For November’s Hyperhidrosis Awareness Month, help raise awareness that extreme sweating needs attention, treatment, and understanding so we can all be our best. Tell the world – excessive sweating is too much!
If you’ve been following my hyperhidrosis blog for any length of time, you may have heard about my very special friend Jess who has hyperhidrosis. She lives in the UK and is now 10 years old. She – like so many of us who have uncontrollable excessive sweating – is busting her own myths about hyperhidrosis this month in honor of Hyperhidrosis Awareness Month. One of them is:
Myth: People with sweaty hands (palmar hyperhidrosis) can’t write or draw.
Fact: Yes, they can. They just might need a few modifications first.
Hyperhidrosis and School
Does your child struggle in school because of their hyperhidrosis? If so, I encourage parents and guardians to advocate on their behalf and tell the teachers what they need in order to be understood and to be successful learners. Jess’ mom, Hayley, did exactly that and has given me permission to post Jess’ Hyperhidrosis School Action Plan to help other kids who struggle with excessive sweating in the classroom.
Hyperhidrosis School Action Plan
Here is an example of what you and your child can give to their teachers and other school professionals to help them understand what hyperhidrosis is, what the daily struggles are when living with it, and what they can to do help these sweaty students succeed.
Things That Are Hard for Me
- My hands are wet most of the day and night. 💧
- My feet sweat and soak my socks.
- I hate the feel of my feet being wet.
- When its PE or sports day and its hot outside, I’m a lot slower than I usually am because of my feet making a squeaky noise in my shoes, which is making my feet feel really uncomfortable.
- Whenever it’s a new school year, I have to start it off in pencil because we don’t get our pens back so I can’t write with a normal pencil because my hands slip down it.
- I can’t use wet ink pens. Where my hand has been, the paper is wet so the ink will run or it will spread.
- I choose my clothes by what they feel like or if I could dry my hands on them.
Things We Have Changed To Help
- I have flannels that I use to dry my hands. They have to feel rough to help; if they are soft, they feel like a teddy bear and don’t dry.
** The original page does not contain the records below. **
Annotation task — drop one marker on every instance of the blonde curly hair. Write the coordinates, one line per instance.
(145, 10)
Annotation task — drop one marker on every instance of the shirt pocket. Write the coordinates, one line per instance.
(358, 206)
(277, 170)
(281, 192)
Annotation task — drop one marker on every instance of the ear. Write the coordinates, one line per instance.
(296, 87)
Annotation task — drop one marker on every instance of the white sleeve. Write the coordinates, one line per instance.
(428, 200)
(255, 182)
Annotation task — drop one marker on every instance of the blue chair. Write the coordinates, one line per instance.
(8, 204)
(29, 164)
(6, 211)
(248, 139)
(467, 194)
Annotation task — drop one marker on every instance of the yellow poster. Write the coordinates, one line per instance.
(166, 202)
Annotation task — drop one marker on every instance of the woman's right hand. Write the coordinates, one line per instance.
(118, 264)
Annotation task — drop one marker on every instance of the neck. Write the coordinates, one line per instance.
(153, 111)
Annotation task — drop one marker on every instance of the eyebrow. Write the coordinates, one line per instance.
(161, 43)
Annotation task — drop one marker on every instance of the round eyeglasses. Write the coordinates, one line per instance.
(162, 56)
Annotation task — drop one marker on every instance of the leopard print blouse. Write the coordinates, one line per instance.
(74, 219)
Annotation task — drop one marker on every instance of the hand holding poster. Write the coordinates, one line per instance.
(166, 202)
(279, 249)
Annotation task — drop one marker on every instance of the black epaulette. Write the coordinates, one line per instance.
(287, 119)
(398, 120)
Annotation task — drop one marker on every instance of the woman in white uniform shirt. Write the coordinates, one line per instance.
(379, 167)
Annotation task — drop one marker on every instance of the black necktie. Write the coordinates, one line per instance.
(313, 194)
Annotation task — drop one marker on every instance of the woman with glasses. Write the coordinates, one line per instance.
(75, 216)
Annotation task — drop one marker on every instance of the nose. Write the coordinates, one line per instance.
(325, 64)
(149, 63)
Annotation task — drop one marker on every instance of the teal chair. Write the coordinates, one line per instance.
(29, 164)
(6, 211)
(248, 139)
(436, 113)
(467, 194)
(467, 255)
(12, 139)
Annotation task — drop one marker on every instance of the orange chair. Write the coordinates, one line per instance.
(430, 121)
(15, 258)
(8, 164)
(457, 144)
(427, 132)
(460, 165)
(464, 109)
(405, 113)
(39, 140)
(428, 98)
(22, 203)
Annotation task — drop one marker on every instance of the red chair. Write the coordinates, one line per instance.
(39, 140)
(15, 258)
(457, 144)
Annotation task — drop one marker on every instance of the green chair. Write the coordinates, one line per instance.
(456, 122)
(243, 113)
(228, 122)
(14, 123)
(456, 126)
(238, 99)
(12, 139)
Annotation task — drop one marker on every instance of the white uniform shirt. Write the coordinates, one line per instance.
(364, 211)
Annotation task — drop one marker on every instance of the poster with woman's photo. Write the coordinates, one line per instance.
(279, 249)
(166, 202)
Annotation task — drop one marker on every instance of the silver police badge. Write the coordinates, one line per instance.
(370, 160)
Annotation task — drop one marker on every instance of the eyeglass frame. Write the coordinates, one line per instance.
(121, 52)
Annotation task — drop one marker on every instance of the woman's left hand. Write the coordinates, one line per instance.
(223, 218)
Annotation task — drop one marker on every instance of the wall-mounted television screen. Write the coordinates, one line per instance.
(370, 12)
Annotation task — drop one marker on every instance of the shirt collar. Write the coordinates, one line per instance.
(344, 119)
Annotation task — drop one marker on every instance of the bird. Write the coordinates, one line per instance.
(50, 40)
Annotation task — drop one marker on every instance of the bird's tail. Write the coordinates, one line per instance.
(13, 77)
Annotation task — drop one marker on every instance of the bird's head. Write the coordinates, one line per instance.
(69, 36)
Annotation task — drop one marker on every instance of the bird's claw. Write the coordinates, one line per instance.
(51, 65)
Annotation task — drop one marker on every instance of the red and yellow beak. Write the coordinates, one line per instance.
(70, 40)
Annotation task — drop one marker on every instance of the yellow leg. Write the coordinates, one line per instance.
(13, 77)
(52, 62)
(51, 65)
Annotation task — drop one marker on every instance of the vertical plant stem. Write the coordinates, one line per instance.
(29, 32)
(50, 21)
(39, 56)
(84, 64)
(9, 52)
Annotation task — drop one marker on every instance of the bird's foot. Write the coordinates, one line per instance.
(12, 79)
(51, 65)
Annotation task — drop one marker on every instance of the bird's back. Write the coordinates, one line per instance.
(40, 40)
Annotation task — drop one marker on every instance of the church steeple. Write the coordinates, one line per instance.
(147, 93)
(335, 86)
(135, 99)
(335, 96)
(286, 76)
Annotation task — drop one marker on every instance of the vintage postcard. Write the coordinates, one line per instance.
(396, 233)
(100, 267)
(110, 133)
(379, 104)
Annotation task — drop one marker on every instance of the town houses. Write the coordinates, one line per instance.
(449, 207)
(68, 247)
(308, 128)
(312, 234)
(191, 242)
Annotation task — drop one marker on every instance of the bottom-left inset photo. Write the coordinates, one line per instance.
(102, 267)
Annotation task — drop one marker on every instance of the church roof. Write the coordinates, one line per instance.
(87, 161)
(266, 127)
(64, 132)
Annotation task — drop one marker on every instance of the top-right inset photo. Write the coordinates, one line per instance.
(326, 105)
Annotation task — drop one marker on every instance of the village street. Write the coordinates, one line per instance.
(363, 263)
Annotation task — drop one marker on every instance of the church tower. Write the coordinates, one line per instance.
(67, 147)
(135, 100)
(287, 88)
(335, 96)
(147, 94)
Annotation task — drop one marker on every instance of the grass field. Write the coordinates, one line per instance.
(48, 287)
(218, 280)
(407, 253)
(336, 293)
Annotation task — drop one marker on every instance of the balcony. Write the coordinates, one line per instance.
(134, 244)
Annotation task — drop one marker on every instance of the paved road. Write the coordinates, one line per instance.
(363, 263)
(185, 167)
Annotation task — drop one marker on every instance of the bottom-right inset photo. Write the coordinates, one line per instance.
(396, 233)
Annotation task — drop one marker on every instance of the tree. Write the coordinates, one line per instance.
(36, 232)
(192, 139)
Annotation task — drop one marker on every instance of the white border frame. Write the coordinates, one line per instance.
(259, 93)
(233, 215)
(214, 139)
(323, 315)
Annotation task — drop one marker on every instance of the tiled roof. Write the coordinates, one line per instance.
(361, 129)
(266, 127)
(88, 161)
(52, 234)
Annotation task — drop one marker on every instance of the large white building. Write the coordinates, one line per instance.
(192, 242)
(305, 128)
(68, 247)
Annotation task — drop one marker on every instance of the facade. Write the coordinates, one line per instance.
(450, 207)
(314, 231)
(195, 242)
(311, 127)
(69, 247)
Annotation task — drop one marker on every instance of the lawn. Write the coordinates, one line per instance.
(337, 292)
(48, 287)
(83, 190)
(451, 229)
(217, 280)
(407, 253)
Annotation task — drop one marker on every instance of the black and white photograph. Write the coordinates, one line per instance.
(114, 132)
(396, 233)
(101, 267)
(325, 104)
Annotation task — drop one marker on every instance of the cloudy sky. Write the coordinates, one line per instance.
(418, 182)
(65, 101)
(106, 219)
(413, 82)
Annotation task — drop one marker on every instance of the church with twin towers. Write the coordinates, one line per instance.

- I have to change my socks as soon as I get home.
- I wear socks in the shower, which is why I don’t go swimming.
- Because I have wet marks on my socks, when I get home I have to get in the shower straight away otherwise it makes me feel horrible.
- I have my own pens and pencils where my grips fit onto both of them making it easier for me to write with them, but I still struggle a lot with my writing.
- I use ballpoint pens instead. The ink doesn’t smudge or run.
- Sometimes I skip pages in my book because the page I was leaning on gets wet.
Things That Have Improved So Far
- I used to get pins and needles feelings if water touched my hands when they were sweaty. I don’t get this anymore😊
- I have cream from Alder Hey, which I am hoping will start to make my hyperhidrosis better.
- In school whenever we do a lesson I struggle with or I don’t really enjoy, that’s when my hands sweat the most.
- I can’t do my work fast enough because nearly every 2 or 3 words I have to stop and dry my hands, which means most of the time it cuts into my break time, even if I try my hardest to work fast.
- My emotions affect my condition. If I get upset, stressed, worried, angry or someone touches my hands, then I get so angry which makes my hands worse. It will carry on throughout the whole day and most of the time it drags into the evening when I’m at home and that’s when it really gets too me.
- When we are playing heads down thumbs up (Heads Up 7Up in the USA) in school at the end of the day, I never get tapped on my thumb no matter how dry I try to make my thumb look. It’s only ever my close friends who pick me, so it means I can’t have a turn up in front of the class and even if I do, they will know it is me because of the feel of my hands being wrinkly and wet.
- When I’m at home like after school or weekends, I have as much time as I want to draw. When I draw, my hands don’t sweat as much so I’m happier.
- It doesn’t just happen when I’m hot or in school, it happens any time of the year and every single day, unless I’m calm or drawing.
What We Can Do Next
I would like to ask all my teachers to do my sweaty test:
- You have to put Vaseline all over your hands, in between your fingers and halfway down your wrists.
- Don’t rub it off!
- Next put Vaseline on your feet and put wet socks on.
- Now do what you need to do for the day.
- Try writing, taking a lid off something, white board markers are a good one to try! See if you can write a piece of work without smudging it.
- How many bits of fluff got stuck to you?
- How did it make you feel?
I would really like to know who tries it. Could you let me know outside of class?
Since Jess and her parents have submitted this Hyperhidrosis School Action Plan to her teachers, things are getting better for her in the classroom. In order to make note taking easier for Jess while she’s in school, she now has a laptop she can type notes on rather than handwriting them on paper. It’s simple accommodations like this that can make a world of difference for our young learners who have to deal with excessive sweating on a daily basis. This action plan will look different for everyone, especially if it’s not your hands that sweat.